Literally a world apart. These penguins didn’t take igloo homes nor were they influenced by people. Their dwellings of choice were created at the same time without any knowledge of the other society. This is like pyramids on multiple continents.
The Chipettes got off light in their penguin rescue mission. First off, they were far far more than “1,000 miles off course”. More like nearly 9,000 miles, depending on where in Antarctica (or the greater Southern Hemisphere) this penguin community resided. Which, it should be pointed out, is a remarkable feat to find. Somehow among millions of penguins the Chipettes found the right ones. That little chick must have had a GPS inside the locket. Global Penguin System of course.

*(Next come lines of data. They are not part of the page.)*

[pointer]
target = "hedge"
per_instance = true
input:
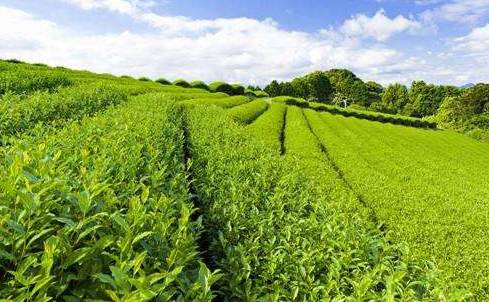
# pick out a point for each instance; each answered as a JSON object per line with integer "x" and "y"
{"x": 221, "y": 87}
{"x": 366, "y": 115}
{"x": 199, "y": 84}
{"x": 181, "y": 83}
{"x": 163, "y": 81}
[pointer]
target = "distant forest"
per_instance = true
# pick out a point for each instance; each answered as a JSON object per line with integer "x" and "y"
{"x": 465, "y": 109}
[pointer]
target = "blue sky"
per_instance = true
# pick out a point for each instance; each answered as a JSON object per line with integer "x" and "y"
{"x": 440, "y": 41}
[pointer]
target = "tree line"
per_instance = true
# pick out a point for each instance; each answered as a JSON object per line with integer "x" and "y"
{"x": 465, "y": 109}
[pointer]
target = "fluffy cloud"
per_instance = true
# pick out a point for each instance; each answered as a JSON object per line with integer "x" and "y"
{"x": 462, "y": 11}
{"x": 477, "y": 41}
{"x": 237, "y": 50}
{"x": 379, "y": 26}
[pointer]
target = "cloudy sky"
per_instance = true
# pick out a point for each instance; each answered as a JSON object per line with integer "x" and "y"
{"x": 254, "y": 41}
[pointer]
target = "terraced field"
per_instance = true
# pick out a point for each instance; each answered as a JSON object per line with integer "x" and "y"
{"x": 125, "y": 190}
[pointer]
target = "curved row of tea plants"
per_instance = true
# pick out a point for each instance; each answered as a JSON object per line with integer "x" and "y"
{"x": 101, "y": 210}
{"x": 429, "y": 187}
{"x": 270, "y": 127}
{"x": 282, "y": 229}
{"x": 224, "y": 102}
{"x": 367, "y": 115}
{"x": 248, "y": 112}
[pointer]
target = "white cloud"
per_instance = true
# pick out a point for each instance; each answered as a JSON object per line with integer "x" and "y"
{"x": 462, "y": 11}
{"x": 236, "y": 50}
{"x": 477, "y": 41}
{"x": 379, "y": 26}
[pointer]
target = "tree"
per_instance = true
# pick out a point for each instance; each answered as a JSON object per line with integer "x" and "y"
{"x": 395, "y": 97}
{"x": 273, "y": 89}
{"x": 349, "y": 86}
{"x": 375, "y": 91}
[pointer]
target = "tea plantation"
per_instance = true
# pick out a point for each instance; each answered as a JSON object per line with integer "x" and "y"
{"x": 118, "y": 189}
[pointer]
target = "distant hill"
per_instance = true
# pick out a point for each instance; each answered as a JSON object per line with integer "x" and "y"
{"x": 468, "y": 85}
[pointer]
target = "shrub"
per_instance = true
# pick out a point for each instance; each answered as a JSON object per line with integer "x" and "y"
{"x": 199, "y": 84}
{"x": 221, "y": 87}
{"x": 181, "y": 83}
{"x": 238, "y": 89}
{"x": 261, "y": 94}
{"x": 14, "y": 61}
{"x": 163, "y": 81}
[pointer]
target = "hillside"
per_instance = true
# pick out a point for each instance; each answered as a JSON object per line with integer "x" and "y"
{"x": 118, "y": 189}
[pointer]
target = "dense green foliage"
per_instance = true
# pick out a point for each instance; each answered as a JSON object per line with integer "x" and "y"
{"x": 238, "y": 89}
{"x": 362, "y": 114}
{"x": 224, "y": 102}
{"x": 101, "y": 210}
{"x": 163, "y": 81}
{"x": 452, "y": 107}
{"x": 221, "y": 87}
{"x": 279, "y": 230}
{"x": 430, "y": 187}
{"x": 248, "y": 112}
{"x": 467, "y": 112}
{"x": 181, "y": 83}
{"x": 270, "y": 127}
{"x": 24, "y": 81}
{"x": 199, "y": 84}
{"x": 113, "y": 188}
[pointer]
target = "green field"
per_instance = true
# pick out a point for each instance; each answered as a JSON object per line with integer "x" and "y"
{"x": 117, "y": 189}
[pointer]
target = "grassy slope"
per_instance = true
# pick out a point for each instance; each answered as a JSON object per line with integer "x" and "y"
{"x": 430, "y": 187}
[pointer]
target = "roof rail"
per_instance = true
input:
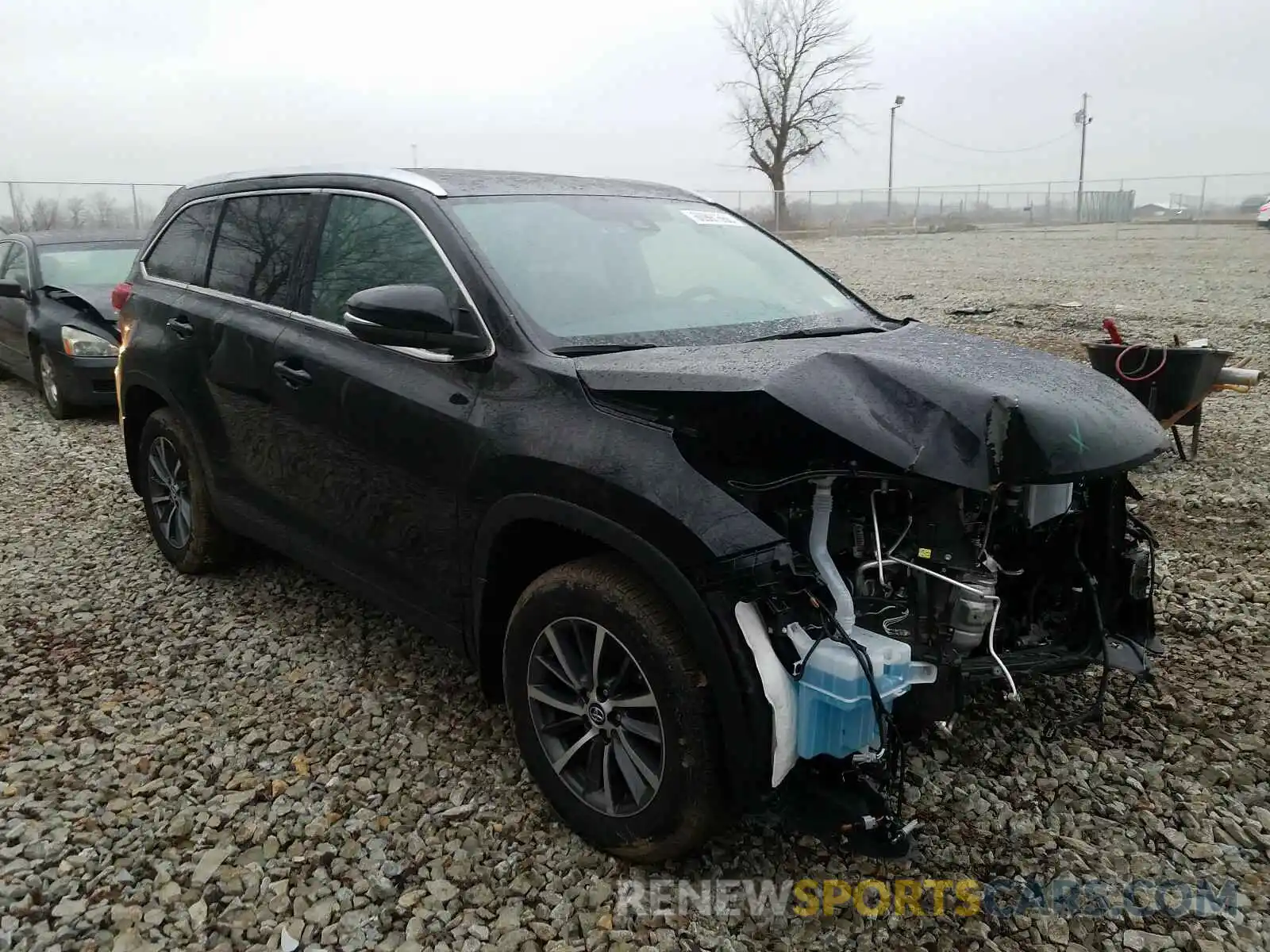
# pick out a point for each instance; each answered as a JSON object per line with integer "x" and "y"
{"x": 371, "y": 171}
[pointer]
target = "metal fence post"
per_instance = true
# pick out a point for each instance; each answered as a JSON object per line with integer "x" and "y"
{"x": 1199, "y": 213}
{"x": 13, "y": 209}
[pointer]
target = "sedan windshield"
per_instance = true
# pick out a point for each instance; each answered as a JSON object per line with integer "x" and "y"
{"x": 78, "y": 264}
{"x": 611, "y": 271}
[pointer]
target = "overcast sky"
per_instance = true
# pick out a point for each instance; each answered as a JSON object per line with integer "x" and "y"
{"x": 168, "y": 90}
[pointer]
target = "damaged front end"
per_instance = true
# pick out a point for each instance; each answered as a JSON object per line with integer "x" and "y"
{"x": 945, "y": 527}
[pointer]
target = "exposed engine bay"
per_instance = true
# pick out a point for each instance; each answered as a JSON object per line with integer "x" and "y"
{"x": 979, "y": 587}
{"x": 1003, "y": 584}
{"x": 954, "y": 511}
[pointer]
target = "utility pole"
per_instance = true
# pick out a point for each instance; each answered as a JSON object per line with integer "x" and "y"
{"x": 891, "y": 156}
{"x": 1083, "y": 120}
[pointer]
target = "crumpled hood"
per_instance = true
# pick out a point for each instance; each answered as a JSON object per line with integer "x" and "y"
{"x": 95, "y": 298}
{"x": 946, "y": 405}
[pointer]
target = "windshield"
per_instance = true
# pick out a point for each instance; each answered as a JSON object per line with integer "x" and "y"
{"x": 69, "y": 266}
{"x": 647, "y": 271}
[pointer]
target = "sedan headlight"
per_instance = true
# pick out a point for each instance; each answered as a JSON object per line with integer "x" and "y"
{"x": 80, "y": 343}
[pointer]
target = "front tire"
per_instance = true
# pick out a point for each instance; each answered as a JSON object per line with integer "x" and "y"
{"x": 611, "y": 711}
{"x": 50, "y": 381}
{"x": 177, "y": 501}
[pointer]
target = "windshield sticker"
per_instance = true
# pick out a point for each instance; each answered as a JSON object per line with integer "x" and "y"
{"x": 702, "y": 216}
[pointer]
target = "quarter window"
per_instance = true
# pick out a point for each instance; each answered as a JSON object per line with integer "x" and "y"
{"x": 260, "y": 247}
{"x": 366, "y": 244}
{"x": 14, "y": 263}
{"x": 181, "y": 253}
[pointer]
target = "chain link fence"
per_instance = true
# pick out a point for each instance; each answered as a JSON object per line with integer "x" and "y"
{"x": 79, "y": 206}
{"x": 1134, "y": 205}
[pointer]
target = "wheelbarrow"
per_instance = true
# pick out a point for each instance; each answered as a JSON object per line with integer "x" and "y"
{"x": 1172, "y": 381}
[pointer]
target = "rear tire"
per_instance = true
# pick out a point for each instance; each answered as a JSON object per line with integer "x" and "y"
{"x": 48, "y": 378}
{"x": 177, "y": 501}
{"x": 647, "y": 786}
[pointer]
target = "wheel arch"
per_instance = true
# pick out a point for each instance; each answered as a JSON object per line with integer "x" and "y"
{"x": 572, "y": 532}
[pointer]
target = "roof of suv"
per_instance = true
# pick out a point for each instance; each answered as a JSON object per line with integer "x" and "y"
{"x": 459, "y": 183}
{"x": 80, "y": 236}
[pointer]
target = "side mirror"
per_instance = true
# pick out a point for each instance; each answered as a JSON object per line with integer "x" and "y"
{"x": 408, "y": 315}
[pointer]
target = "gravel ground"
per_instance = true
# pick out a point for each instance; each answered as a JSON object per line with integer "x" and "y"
{"x": 257, "y": 758}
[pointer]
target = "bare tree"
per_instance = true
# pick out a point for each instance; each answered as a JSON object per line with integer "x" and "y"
{"x": 802, "y": 63}
{"x": 76, "y": 211}
{"x": 106, "y": 209}
{"x": 44, "y": 215}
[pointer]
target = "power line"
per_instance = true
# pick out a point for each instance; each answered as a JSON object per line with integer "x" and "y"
{"x": 991, "y": 152}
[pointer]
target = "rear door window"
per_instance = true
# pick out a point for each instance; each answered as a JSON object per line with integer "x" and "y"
{"x": 368, "y": 243}
{"x": 181, "y": 253}
{"x": 260, "y": 247}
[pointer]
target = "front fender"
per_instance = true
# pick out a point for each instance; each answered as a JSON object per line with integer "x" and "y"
{"x": 717, "y": 640}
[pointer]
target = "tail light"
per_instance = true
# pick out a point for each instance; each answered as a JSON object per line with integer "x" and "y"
{"x": 121, "y": 295}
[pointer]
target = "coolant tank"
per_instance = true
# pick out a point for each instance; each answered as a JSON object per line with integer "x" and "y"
{"x": 833, "y": 706}
{"x": 1045, "y": 501}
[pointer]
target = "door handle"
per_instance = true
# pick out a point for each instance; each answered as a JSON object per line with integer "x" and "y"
{"x": 181, "y": 327}
{"x": 291, "y": 376}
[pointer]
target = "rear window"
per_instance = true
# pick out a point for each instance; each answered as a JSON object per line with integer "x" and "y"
{"x": 182, "y": 251}
{"x": 260, "y": 247}
{"x": 69, "y": 266}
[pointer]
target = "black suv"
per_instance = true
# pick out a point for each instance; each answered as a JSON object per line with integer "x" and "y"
{"x": 632, "y": 455}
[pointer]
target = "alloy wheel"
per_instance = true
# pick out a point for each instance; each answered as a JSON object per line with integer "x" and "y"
{"x": 596, "y": 716}
{"x": 169, "y": 492}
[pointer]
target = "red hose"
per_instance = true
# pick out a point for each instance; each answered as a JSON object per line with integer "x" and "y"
{"x": 1130, "y": 378}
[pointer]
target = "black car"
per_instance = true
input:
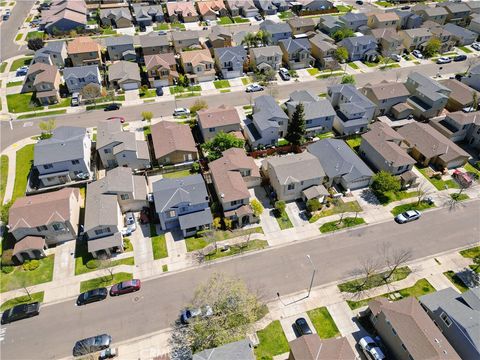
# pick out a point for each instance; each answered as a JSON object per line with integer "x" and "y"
{"x": 112, "y": 107}
{"x": 92, "y": 344}
{"x": 20, "y": 312}
{"x": 301, "y": 326}
{"x": 92, "y": 296}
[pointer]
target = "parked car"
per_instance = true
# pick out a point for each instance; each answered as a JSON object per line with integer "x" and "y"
{"x": 370, "y": 347}
{"x": 125, "y": 287}
{"x": 188, "y": 314}
{"x": 284, "y": 74}
{"x": 20, "y": 312}
{"x": 408, "y": 216}
{"x": 112, "y": 107}
{"x": 92, "y": 344}
{"x": 444, "y": 60}
{"x": 254, "y": 88}
{"x": 181, "y": 111}
{"x": 92, "y": 296}
{"x": 417, "y": 54}
{"x": 301, "y": 326}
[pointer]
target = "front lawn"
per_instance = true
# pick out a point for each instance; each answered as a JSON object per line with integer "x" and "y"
{"x": 24, "y": 160}
{"x": 423, "y": 205}
{"x": 20, "y": 278}
{"x": 104, "y": 281}
{"x": 339, "y": 225}
{"x": 272, "y": 341}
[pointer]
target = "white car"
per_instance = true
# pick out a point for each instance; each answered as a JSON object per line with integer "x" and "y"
{"x": 254, "y": 88}
{"x": 181, "y": 111}
{"x": 369, "y": 346}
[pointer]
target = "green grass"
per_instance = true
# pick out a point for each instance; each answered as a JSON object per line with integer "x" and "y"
{"x": 3, "y": 176}
{"x": 345, "y": 223}
{"x": 412, "y": 206}
{"x": 18, "y": 103}
{"x": 323, "y": 323}
{"x": 456, "y": 280}
{"x": 374, "y": 281}
{"x": 24, "y": 160}
{"x": 283, "y": 220}
{"x": 21, "y": 62}
{"x": 40, "y": 114}
{"x": 272, "y": 341}
{"x": 22, "y": 300}
{"x": 421, "y": 287}
{"x": 20, "y": 278}
{"x": 221, "y": 84}
{"x": 103, "y": 281}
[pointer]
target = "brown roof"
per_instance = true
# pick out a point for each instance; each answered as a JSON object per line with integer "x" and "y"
{"x": 82, "y": 44}
{"x": 41, "y": 209}
{"x": 414, "y": 327}
{"x": 221, "y": 116}
{"x": 168, "y": 137}
{"x": 311, "y": 347}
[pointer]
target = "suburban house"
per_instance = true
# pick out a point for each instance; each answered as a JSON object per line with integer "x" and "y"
{"x": 120, "y": 48}
{"x": 79, "y": 76}
{"x": 383, "y": 148}
{"x": 161, "y": 69}
{"x": 84, "y": 50}
{"x": 341, "y": 165}
{"x": 153, "y": 44}
{"x": 429, "y": 147}
{"x": 117, "y": 147}
{"x": 44, "y": 80}
{"x": 319, "y": 113}
{"x": 383, "y": 20}
{"x": 116, "y": 17}
{"x": 124, "y": 75}
{"x": 182, "y": 203}
{"x": 354, "y": 21}
{"x": 64, "y": 15}
{"x": 300, "y": 25}
{"x": 182, "y": 11}
{"x": 264, "y": 58}
{"x": 198, "y": 65}
{"x": 292, "y": 174}
{"x": 222, "y": 119}
{"x": 458, "y": 318}
{"x": 278, "y": 31}
{"x": 64, "y": 157}
{"x": 354, "y": 110}
{"x": 311, "y": 347}
{"x": 296, "y": 53}
{"x": 428, "y": 98}
{"x": 407, "y": 331}
{"x": 173, "y": 143}
{"x": 53, "y": 53}
{"x": 145, "y": 15}
{"x": 230, "y": 61}
{"x": 232, "y": 175}
{"x": 269, "y": 123}
{"x": 386, "y": 95}
{"x": 360, "y": 48}
{"x": 43, "y": 220}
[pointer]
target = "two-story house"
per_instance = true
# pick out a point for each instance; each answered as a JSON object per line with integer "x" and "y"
{"x": 232, "y": 175}
{"x": 64, "y": 157}
{"x": 182, "y": 204}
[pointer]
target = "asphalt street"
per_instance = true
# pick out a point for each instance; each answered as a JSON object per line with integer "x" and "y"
{"x": 285, "y": 269}
{"x": 26, "y": 128}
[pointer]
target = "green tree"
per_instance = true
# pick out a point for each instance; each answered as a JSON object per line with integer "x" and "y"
{"x": 221, "y": 142}
{"x": 296, "y": 127}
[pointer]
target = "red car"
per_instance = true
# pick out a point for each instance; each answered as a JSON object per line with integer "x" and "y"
{"x": 125, "y": 287}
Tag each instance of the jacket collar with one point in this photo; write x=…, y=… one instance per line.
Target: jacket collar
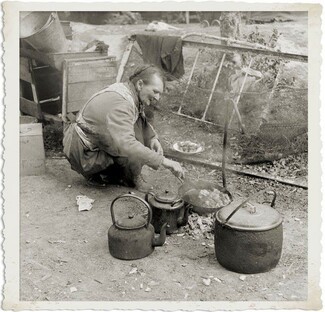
x=135, y=96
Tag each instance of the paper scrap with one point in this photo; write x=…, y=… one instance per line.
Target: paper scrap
x=84, y=202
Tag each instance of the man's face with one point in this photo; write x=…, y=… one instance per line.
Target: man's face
x=151, y=92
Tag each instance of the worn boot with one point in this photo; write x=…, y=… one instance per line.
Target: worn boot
x=141, y=185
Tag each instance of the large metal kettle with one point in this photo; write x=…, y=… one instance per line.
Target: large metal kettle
x=133, y=237
x=248, y=239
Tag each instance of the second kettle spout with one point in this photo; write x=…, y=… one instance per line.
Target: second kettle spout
x=161, y=238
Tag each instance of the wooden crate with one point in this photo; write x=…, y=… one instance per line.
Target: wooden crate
x=82, y=78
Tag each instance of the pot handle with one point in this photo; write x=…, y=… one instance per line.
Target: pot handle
x=135, y=197
x=273, y=199
x=245, y=201
x=147, y=196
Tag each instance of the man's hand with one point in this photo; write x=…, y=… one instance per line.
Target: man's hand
x=156, y=146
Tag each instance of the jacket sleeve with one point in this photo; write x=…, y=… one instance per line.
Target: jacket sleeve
x=117, y=136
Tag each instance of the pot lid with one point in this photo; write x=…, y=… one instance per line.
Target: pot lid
x=132, y=222
x=251, y=217
x=166, y=197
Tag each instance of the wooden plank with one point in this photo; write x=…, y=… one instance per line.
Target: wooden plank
x=24, y=72
x=223, y=48
x=64, y=91
x=91, y=70
x=84, y=90
x=50, y=117
x=55, y=60
x=30, y=108
x=231, y=168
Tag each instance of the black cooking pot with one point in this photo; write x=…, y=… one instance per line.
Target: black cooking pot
x=167, y=208
x=248, y=239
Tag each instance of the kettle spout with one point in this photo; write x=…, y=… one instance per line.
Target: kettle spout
x=159, y=240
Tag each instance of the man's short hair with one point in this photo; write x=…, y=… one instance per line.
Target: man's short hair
x=145, y=72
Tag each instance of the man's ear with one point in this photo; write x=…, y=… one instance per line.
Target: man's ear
x=139, y=84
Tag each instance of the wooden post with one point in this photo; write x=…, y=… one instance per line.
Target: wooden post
x=187, y=17
x=124, y=61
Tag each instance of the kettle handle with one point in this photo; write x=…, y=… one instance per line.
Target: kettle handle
x=177, y=201
x=135, y=197
x=245, y=201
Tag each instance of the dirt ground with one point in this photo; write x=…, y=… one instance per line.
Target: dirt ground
x=64, y=253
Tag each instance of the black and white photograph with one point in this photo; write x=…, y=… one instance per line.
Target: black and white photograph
x=162, y=158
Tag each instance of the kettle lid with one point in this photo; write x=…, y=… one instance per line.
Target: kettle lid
x=251, y=217
x=131, y=223
x=165, y=198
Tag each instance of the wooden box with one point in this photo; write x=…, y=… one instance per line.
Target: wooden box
x=32, y=154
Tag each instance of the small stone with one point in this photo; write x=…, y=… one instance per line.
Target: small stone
x=133, y=271
x=242, y=277
x=206, y=281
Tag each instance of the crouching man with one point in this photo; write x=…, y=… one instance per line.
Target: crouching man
x=111, y=139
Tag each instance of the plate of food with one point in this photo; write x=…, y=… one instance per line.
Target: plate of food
x=188, y=147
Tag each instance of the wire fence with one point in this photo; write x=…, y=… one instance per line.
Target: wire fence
x=273, y=109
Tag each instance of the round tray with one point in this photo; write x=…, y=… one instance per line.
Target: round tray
x=177, y=147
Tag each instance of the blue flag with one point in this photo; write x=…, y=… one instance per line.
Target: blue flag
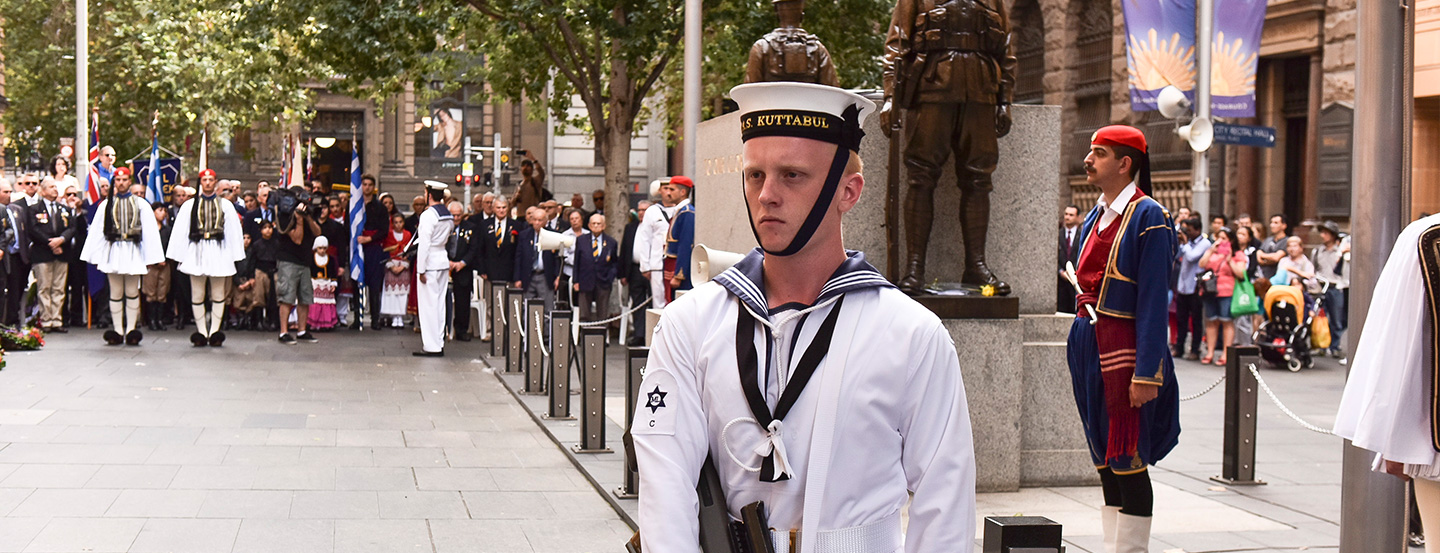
x=356, y=219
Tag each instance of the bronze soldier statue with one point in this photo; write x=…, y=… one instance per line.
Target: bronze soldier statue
x=791, y=54
x=949, y=66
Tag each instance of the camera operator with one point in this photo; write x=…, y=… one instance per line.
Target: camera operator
x=298, y=225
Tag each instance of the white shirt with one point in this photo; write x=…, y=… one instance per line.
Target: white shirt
x=1116, y=208
x=905, y=426
x=650, y=236
x=432, y=232
x=1387, y=396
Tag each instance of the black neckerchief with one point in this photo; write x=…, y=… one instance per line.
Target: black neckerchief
x=749, y=365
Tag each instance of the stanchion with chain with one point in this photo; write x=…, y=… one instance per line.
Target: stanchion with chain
x=634, y=373
x=559, y=366
x=497, y=318
x=592, y=399
x=514, y=330
x=1242, y=393
x=534, y=347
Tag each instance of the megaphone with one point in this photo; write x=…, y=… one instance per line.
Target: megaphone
x=1172, y=102
x=1200, y=133
x=550, y=239
x=706, y=262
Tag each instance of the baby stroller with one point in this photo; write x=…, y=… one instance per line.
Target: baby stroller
x=1285, y=336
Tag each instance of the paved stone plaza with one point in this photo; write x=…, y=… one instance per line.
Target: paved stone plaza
x=353, y=445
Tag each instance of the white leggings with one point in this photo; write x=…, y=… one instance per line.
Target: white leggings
x=124, y=301
x=209, y=293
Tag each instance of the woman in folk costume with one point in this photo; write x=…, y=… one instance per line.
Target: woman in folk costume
x=124, y=242
x=323, y=311
x=1391, y=405
x=206, y=242
x=398, y=275
x=1118, y=350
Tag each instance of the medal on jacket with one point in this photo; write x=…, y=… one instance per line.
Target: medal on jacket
x=775, y=464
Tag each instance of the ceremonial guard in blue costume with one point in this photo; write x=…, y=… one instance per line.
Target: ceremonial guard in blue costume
x=678, y=242
x=1119, y=357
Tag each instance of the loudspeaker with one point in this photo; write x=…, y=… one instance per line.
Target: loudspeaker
x=706, y=262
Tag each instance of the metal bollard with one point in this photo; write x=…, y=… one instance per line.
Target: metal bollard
x=497, y=318
x=560, y=366
x=1021, y=534
x=534, y=353
x=514, y=330
x=1242, y=393
x=592, y=399
x=634, y=373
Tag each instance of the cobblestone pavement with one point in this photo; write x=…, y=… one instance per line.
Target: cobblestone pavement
x=346, y=445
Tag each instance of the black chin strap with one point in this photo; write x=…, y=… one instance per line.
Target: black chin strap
x=817, y=215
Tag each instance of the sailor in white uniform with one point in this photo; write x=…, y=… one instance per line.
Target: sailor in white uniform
x=810, y=382
x=432, y=267
x=123, y=242
x=1390, y=396
x=206, y=241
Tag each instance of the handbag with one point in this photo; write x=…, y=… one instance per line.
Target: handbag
x=1321, y=330
x=1244, y=300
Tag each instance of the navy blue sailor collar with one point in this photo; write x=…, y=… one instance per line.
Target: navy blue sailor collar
x=746, y=280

Also, while the Chipmunks and Chipettes do have certain human qualities thankfully they still have their fur and the ability to insulate during cold months. The average temperature in Antarctica during winter months is -49 Celsius. Even a slightly warmer location would still be bitterly cold for humans. But not for humanoid chipmunks thankfully.
Lastly, have you ever made a snowball? Many, repeatedly, and thrown them at an adversary as quickly as they can be made? If so, did you do this often? Finally, the big question. Was this easier while wearing mittens or gloves? Gloves of course! More freedom of movement with your fingers. And don’t forget that opposable thumb too! So, how on Earth are these penguins so adept at making multiple snowballs to ward off the Chipettes attackers?
Probably the same way they became so gifted in wood shop.